Many of the streets are named after cities in the Middle East.

I met a couple of ladies at an outdoor mall and after the usual small talk I asked them about working in Singapore and the answer was “Good jobs are not easy to find”.

What he meant by that statement is that you can find a job, but it’s hard to find a good paying job at a good company.

If you’re looking for a visa, there are dozens of hotels interwoven around the many consulates in Singapore. The Thai consulate is almost directly across the street (Orchard Road) from the Hilton hotel.

There’s definitely no shortage of hotels in Singapore, but like most big cities, the big names fetch the best prices. My room at the Marina Mandarin was $300. per night all-in and the mini-bar, which is really a cabinet, was very tempting.

The tax on most items is 7 percent and round up the figures, which will show up on a receipt as; ROUND AMOUNT.

English is spoken throughout the city, making it easy to communicate your needs and your destinations.

Something that really stood out to me was the huge Ferris wheel in the Marina Bay area. It has been named the Singapore Flyer.

When I say the Singapore Flyer is huge, I mean it’s very, very tall. It is 165 meters tall. It might be easier to imagine if I tell you that it is the height of a 45-story building.

It is already a milestone. There are 28 capsules that run through this circle of wonder and each capsule can accommodate 28 passengers.

The pods are air-conditioned and take 30 minutes to go around, giving photography lovers plenty of time to take pictures of the scenery of not only Singapore, but also Malaysia and Indonesia in the distance.

This would be a great way to cap off a day with that special someone or a group of friends. Hire a pod host and enjoy a glass of wine while watching the sunset. It will give you a new perspective on the world.

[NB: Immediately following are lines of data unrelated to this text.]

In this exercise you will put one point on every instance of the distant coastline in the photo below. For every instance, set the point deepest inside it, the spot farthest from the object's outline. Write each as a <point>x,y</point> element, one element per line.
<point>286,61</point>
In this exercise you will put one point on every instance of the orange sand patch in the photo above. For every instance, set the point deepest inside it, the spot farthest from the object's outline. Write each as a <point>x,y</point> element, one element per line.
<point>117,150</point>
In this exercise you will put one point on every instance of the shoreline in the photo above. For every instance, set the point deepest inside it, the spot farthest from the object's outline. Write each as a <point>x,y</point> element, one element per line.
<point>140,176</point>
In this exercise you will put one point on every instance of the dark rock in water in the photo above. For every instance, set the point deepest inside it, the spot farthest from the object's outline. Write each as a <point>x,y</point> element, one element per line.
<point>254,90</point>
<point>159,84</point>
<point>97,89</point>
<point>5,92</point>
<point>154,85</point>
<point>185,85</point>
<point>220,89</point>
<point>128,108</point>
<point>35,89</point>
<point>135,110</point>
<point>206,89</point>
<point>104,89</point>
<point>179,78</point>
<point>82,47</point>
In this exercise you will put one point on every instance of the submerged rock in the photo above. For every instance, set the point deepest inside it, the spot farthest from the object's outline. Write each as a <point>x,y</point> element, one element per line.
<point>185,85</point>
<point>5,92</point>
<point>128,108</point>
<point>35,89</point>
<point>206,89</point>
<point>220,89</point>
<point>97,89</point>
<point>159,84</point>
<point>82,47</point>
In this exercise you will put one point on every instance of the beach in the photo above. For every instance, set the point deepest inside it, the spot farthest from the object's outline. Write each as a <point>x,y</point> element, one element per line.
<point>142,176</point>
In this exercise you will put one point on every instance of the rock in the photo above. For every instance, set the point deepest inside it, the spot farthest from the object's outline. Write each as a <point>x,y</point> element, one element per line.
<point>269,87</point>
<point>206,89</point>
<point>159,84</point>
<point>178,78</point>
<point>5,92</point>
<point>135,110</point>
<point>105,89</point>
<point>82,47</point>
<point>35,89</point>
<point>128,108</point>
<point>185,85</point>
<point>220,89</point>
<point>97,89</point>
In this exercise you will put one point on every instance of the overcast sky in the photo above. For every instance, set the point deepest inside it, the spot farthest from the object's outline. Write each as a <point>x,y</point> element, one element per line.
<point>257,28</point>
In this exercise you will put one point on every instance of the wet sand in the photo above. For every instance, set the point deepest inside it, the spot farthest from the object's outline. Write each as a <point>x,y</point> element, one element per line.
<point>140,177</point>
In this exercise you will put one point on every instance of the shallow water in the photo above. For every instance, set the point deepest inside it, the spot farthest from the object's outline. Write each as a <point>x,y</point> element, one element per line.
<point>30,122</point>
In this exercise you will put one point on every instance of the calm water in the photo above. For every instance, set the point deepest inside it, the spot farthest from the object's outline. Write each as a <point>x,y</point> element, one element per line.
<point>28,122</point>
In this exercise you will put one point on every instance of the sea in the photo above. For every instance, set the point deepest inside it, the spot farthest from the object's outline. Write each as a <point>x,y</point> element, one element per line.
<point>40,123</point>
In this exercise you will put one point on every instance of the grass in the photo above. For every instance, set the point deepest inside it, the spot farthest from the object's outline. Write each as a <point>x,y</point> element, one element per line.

There are group rates and corporate rates, along with rates for special events. You could get married on the Singapore Flyer for a truly memorable day.

Two other Ferris wheels will start turning soon. One will be in Dubai and the largest ever built, called the Beijing Great Wheel, will take its turn in 2009.

On one of my MRT rides, I had a long conversation with a middle-aged family man who painted a clear picture of what it’s like to live in Singapore. He seemed a bit bitter about the government and after some surfing the web I now fully understand his point of view.

He said that “the government is like your father. It wants to do everything for you. It wants to make your decisions about what is right for you. It will give you enough so that you don’t starve, but never enough that you can save and separate yourself.” some day”.

After the man told me this, he asked me if I understood what he meant and I said yes. He wished he could leave Singapore, but he said it was not a possibility anytime soon.

I found it an interesting point of view.

My conclusion was that the country is made up of two parts; Singapore and Singapore.

Singapore has been knocked off my list of backing up Bangkok, Thailand, but it is a very nice country to visit and spend money.

If you have not traveled outside of your native country, I suggest you do so. The rewards of culture, food, architecture, and people help you appreciate just how complex this space-spinning rock really is.